Adoption of two Tabibuea Roseas on Hayes rd
Two young Rosea trees were planted at the top of our Hayes Road. Then in typical BBMP fashion they are left to die with no maintenance. Thats when we decided to adopt them and water them till they could manage by putting down deeper roots to an underground water source. Inbetween some nasty person beheaded one and we nursed the stump back to life. Now they have raised their heads and give us a lot of joy to see they are managing well and growing taller by the day. Time to stop watering, except for the occasional bottle I put on a Saturday.
A baby Indian AlmondThen around a dozen Indian Almond, champas and Jamuns were planted near the St Josephs school. I tried asking the priests to water them but no response.

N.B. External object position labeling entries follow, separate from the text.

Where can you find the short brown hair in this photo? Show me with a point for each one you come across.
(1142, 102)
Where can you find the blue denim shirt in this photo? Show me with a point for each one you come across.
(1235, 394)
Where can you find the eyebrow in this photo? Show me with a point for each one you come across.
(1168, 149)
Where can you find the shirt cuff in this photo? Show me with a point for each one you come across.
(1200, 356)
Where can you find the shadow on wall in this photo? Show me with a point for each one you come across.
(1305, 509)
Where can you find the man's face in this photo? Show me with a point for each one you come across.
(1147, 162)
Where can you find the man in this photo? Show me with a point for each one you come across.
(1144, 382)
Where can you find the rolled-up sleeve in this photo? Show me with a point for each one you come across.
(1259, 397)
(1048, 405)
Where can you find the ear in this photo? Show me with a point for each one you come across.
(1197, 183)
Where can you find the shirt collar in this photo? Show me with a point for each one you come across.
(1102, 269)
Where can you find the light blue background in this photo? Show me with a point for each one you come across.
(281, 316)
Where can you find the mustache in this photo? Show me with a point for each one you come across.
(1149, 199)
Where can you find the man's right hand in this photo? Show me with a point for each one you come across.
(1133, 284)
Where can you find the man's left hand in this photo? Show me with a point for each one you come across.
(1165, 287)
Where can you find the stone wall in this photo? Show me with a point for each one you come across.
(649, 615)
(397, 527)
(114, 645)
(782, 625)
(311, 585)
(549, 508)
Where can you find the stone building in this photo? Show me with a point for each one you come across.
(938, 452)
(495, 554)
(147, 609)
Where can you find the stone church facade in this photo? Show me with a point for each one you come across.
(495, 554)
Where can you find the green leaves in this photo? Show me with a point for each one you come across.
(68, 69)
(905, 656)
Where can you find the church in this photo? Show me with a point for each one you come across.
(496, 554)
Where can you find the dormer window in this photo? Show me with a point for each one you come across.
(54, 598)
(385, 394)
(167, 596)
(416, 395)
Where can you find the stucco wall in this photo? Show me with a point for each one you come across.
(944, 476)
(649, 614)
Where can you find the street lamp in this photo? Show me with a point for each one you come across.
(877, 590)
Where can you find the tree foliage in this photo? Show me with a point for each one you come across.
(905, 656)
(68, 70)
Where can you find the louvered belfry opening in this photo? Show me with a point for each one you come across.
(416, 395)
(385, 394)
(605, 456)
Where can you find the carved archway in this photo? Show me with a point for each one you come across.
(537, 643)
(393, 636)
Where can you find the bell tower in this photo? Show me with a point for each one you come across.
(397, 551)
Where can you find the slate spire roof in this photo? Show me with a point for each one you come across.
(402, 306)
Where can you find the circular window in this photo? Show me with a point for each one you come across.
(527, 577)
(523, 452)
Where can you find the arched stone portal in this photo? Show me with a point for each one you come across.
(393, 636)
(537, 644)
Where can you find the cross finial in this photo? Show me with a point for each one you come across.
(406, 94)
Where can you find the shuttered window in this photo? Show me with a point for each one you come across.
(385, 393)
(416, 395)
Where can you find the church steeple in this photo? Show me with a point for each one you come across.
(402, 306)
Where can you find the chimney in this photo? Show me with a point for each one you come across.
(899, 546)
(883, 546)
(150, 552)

So here were two old people, carrying a dozen 5 litre Bisleri bottles of water and watering the trees after Mass every week. People stared, but we didn't care. We kept watering and had the most weird questions -- are you buying Bisleri and watering them? Give me a bottle rather than waste! Today they have doubled their height and manage their own water. We have stopped watering them completely.
Residency Rd medicinal Honges and spider lillies.
Then suddenly over night dozens of lovely young 2 feet tall Honges and spider lillies were planted on Residency rd. Ofcourse they were just planted, no watering after that. Many began to dry up and die and that bothered me on my morning jog past them. I asked Kiran the road sweeper and he smiled broadly and said "Definitely Amma!"and the trees kept dying. That's when we decided again to be the Good Samaritans and water the babies till they are able to find their own water source.
Its so strange but people will feed dogs and asthma causing pigeons, but trees which will help clean the pollution in our cities, they don't see the positives. How do we educate us humans that our health and clean air is freely given by mature trees??
Trees clean the air by acting as natural filters, absorbing harmful gases like carbon dioxide, nitrogen dioxide, and sulfur dioxide through their leaves. They also trap particulate matter like dust and smoke on their bark and leaves, while producing oxygen through photosynthesis. A single mature tree can absorb over 48 pounds of CO2 annually.